Los sindicatos, que están subvencionados con dinero público, se han manifestado en Madrid, pero sin criticar al Gobierno. Mientras, se fomenta una dependencia sindical para agradecer el puesto de trabajo y se pactan con la empresa las medidas regresivas que, poco a poco, se van imponiendo en contra de los derechos de los trabajadores. Los dirigentes sindicales viven tranquilamente bajo la capa protectora de las empresas, que, a cambio de su sumisión, les garantizan la paz laboral y el acceso al empleo de toda la familia, siempre y cuando acepten sus condiciones como agradecimiento al puesto de trabajo logrado.
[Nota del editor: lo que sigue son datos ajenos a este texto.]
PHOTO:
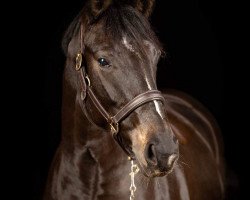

No hay coacción más lamentable que aprovecharse de las dificultades del mercado laboral para ofrecer empleos mediante artes tan oscuras. Lo peor es que quien lo hace dice defender a los trabajadores. La situación en las empresas se deteriora lentamente, y los pactos y negociaciones sobre los ERE no siempre son limpios. Si alguien tiene la desgracia de estar en un sindicato ajeno o de no comulgar con ruedas de molino, que sepa que tiene todos los números para salir en la primera regulación de empleo que se haga. Los sindicatos se han convertido en otra clase elitista y tienen el poder suficiente para decidir quiénes son buenos trabajadores y quiénes no lo son. Forman un círculo cerrado en el que no cabe la autocrítica. UGT y Comisiones se han llevado 21 millones de euros de los Presupuestos del Estado. A esa cantidad hay que sumar las aportaciones individuales de cada afiliado, lo que constituye un negocio a costa del miedo a perder un puesto de trabajo. Con amigos como los sindicatos, ¿para qué quiero enemigos?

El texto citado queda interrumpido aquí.